[CRIU] lxc-checkpoint restore failed

Tycho Andersen tycho.andersen at canonical.com
Wed Oct 14 11:54:41 PDT 2015


Hi Jason, Pavel,

On Wed, Oct 14, 2015 at 03:03:37PM +0300, Pavel Emelyanov wrote:
> Adding Tycho (an LXC guy) to the discussion.
> 
> On 10/14/2015 06:56 AM, Jason Lee wrote:
> > Hi all!
> > Recently I use lxc-checkpoint to c/r linux container.When dumping criu,It's no 
> > problem.but I use lxc-checkpoint -r to restore one lxc. It's failed!
> > BTW My host os is debian 8 .Here is my enviorment:
> > 
> > lxc.rootfs = /usr/local/var/lib/lxc/d1/rootfs
> > lxc.include = /usr/local/share/lxc/config/debian.common.conf
> > lxc.utsname = d1
> > lxc.arch = amd64
> > lxc.tty = 0
> > lxc.pts = 1
> > lxc.console = none
> > 
> > #lxc.cap.drop = sys_module mac_admin mac_override sys_time
> > lxc.cgroup.devices.deny = c 5:1 rwm
> > lxc.aa_allow_incomplete = 1
> > lxc.network.type = veth
> > lxc.network.flags = up
> > # that's the interface defined above in host's interfaces file
> > lxc.network.link = br0
> > # name of network device inside the container,
> > # defaults to eth0, you could choose a name freely
> > # lxc.network.name <http://lxc.network.name> = lxcnet0 
> > lxc.network.hwaddr = 00:16:3e:d2:29:be
> > 
> > mount point:
> > root at dslab:/home# mount
> > sysfs on /sys type sysfs (rw,nosuid,nodev,noexec,relatime)
> > proc on /proc type proc (rw,nosuid,nodev,noexec,relatime)
> > udev on /dev type devtmpfs (rw,relatime,size=10240k,nr_inodes=1002688,mode=755)
> > devpts on /dev/pts type devpts (rw,nosuid,noexec,relatime,gid=5,mode=620,ptmxmode=000)
> > tmpfs on /run type tmpfs (rw,nosuid,relatime,size=1607656k,mode=755)
> > /dev/sda6 on / type ext4 (rw,relatime,errors=remount-ro,data=ordered)
> > securityfs on /sys/kernel/security type securityfs (rw,nosuid,nodev,noexec,relatime)
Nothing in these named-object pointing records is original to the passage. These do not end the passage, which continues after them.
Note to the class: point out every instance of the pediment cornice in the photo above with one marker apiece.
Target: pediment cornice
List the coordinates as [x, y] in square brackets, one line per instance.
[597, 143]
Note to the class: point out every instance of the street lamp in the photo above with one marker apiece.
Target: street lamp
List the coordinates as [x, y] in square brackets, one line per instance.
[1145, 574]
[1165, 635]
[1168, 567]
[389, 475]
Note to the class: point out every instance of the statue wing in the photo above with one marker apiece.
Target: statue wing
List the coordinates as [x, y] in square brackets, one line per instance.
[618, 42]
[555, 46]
> > tmpfs on /dev/shm type tmpfs (rw,nosuid,nodev)
> > tmpfs on /run/lock type tmpfs (rw,nosuid,nodev,noexec,relatime,size=5120k)
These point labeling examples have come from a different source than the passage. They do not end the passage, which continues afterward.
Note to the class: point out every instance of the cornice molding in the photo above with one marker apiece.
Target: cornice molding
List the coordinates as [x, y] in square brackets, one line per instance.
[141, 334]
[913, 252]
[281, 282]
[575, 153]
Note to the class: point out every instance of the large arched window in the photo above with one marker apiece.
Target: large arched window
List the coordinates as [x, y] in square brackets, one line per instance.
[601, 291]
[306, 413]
> > tmpfs on /sys/fs/cgroup type tmpfs (ro,nosuid,nodev,noexec,mode=755)
> > cgroup on /sys/fs/cgroup/systemd type cgroup (rw,nosuid,nodev,noexec,relatime,xattr,release_agent=/lib/systemd/systemd-cgroups-agent,name=systemd)
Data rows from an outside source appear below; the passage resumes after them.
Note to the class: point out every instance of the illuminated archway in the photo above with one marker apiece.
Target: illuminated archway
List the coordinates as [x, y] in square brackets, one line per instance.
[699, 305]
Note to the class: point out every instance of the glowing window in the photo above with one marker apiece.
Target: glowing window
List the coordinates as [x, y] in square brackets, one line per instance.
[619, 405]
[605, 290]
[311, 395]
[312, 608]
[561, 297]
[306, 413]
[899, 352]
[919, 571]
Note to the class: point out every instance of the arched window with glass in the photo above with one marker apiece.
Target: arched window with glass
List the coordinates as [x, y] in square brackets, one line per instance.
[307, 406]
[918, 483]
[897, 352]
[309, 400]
> > pstore on /sys/fs/pstore type pstore (rw,nosuid,nodev,noexec,relatime)
> > cgroup on /sys/fs/cgroup/cpuset type cgroup (rw,nosuid,nodev,noexec,relatime,cpuset,clone_children)
> > cgroup on /sys/fs/cgroup/cpu,cpuacct type cgroup (rw,nosuid,nodev,noexec,relatime,cpu,cpuacct)
> > cgroup on /sys/fs/cgroup/memory type cgroup (rw,nosuid,nodev,noexec,relatime,memory)
> > cgroup on /sys/fs/cgroup/devices type cgroup (rw,nosuid,nodev,noexec,relatime,devices)
> > cgroup on /sys/fs/cgroup/freezer type cgroup (rw,nosuid,nodev,noexec,relatime,freezer)
> > cgroup on /sys/fs/cgroup/net_cls,net_prio type cgroup (rw,nosuid,nodev,noexec,relatime,net_cls,net_prio)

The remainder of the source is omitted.